Mavericks groups low-level operations together to allow the CPU to be idle more often and thus use less power. Events may be shifted by a few milliseconds to achieve this, but us humans don’t perceive any differences here. They advertise that the CPU’s workload is reduced up to 72% by this.

Major New Apps

Mavericks comes with two new bundled apps that you’ll want to explore.

Maps

Lets you view Apple Maps on your Mac. All the same features as the iOS version, with bookmarks and search histories synchronized between all your devices. You can send directions to iOS to use while driving, or print them, but I advise against leaving your Mac, which has no cellular connection or Siri, open to follow directions while behind the wheel.

iBooks

The Mac has finally joined the book club. You’ll find all the same books and features that your phone comes with. Except that your Mac can have more than one book open at a time and has a bigger screen. Everything stays in sync between all your devices. Start reading on your phone while sitting at a park and pick up where you left off on your Mac when sitting at your desk.

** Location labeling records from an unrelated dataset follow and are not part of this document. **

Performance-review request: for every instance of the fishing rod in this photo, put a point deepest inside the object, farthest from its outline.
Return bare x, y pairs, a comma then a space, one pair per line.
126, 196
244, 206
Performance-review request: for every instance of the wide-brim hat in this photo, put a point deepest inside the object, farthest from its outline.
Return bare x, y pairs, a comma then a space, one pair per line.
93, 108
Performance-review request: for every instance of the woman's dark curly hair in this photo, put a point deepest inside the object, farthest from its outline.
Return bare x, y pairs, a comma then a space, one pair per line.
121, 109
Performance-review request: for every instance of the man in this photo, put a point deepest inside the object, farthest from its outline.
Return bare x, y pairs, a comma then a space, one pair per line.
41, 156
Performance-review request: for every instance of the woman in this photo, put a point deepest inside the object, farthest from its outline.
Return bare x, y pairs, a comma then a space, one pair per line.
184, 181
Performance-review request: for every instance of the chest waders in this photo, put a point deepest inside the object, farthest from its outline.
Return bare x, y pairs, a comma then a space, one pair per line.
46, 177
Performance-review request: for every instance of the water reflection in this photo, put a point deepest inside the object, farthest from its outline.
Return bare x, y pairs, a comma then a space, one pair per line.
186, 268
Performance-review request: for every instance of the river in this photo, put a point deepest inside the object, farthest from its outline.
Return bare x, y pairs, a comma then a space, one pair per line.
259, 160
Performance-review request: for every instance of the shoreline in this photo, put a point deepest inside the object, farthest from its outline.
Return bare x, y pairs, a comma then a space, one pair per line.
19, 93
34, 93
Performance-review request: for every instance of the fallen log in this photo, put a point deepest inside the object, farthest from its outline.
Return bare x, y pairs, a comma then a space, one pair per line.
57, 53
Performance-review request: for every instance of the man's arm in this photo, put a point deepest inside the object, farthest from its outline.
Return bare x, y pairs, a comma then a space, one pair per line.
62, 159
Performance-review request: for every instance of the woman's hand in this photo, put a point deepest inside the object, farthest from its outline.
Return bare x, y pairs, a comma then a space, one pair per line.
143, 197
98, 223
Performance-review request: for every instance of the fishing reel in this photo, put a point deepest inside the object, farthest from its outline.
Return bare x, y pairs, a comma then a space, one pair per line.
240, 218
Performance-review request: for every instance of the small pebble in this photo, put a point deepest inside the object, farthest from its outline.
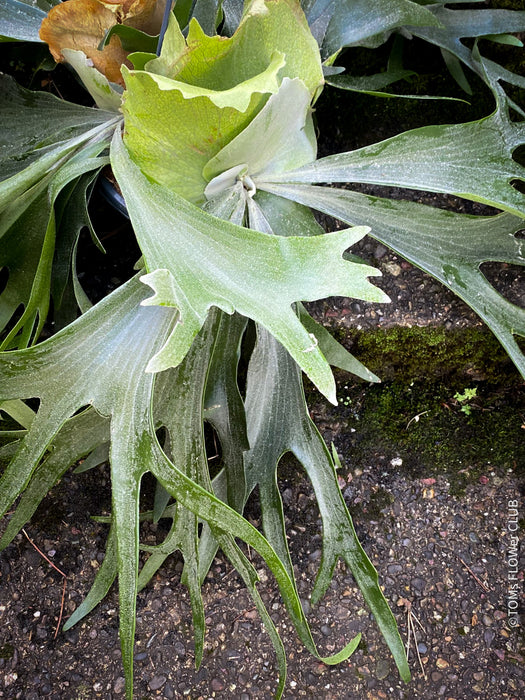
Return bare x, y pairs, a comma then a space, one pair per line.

New Features (or some of the many, maybe those you’d not read about elsewhere easily)

  • No more going to the Print dialog to save a PDF as in supported apps (I think almost all apps save MS Office) the File menu has a direct “Export as PDF…” option
  • The Text substitutions feature has moved to the Keyboard prefpane. Your substitutions now sync to your iOS devices.
  • Send iMessages from Notification Center
  • Sign in to LinkedIn in “Internet Accounts” (formerly “Mail, Contacts & Calendars”) preferences to: Post to LinkedIn from Notification Center; Have your connections’ info embedded and kept updated in Contacts; Include links posted by connections to show up alongside links posted by FB friends and those you follow on Twitter in the “Shared Links” tab of the new Safari sidebar
  • FB events and birthdays are now added as calendars to the Calendar application, just as in iOS
  • The App Store (OS X) can not only download all app and OS updates automatically, but also install them without bothering you. When it asks to install any updates it gives you the options of trying in two hours, trying tonight (I think that is 2 am), or reminding you tomorrow. The Updates tab in the App Store now shows the updates installed in the past 30 days. The store no longer asks for admin credentials when performing installations. Find update preferences in the App Store pane of System Preferences.
  • Enhanced Dictation severs the dependency that Dictation in Mountain Lion had on Apple’s Siri servers, but takes 700+ MB of additional storage. You can continuously dictate, what you say shows up near-instantly, and you can edit the text with dictation still running.
  • Notification Center gained the iOS-style Do Not Disturb settings, see Notifications pane in System Preferences
  • You can rearrange all Spaces
  • Finder has tabs and fullscreen support
  • Labels have morphed into a more robust Tagging system for files
  • The battery menu contains a wall of shame for apps that are using significant energy. Click an app there to see more details in the redesigned Activity Monitor.
  • The Mac uses a notification instead of dialog for low battery warnings
  • iCloud Keychain syncs app passwords as well as web passwords. This may mean that if they sync to iOS as well that iOS will learn WiFi network passwords from your Mac, but I'm not sure of this at all, it is just a guess.

Conclusion

I heartily recommend that all Mac users update their Mac as soon as they make a bootable backup of it. Mavericks brings a host of internal and front-facing changes/improvements, and this document barely digs below the icing. I purposely noted mostly new features that are less clear and/or went totally unmentioned in the Mavericks pages on Apple’s website as I figured that would be most beneficial to you. Enjoy your first impressions of Mavericks.

Appendix

For those inclined to read a review of OS X Mavericks I recommend John Siracusa’s mammoth blog post. It’s a 24-page in-depth read, so I’d get a warm drink and settle down on a comfy couch if I were you before diving into his review.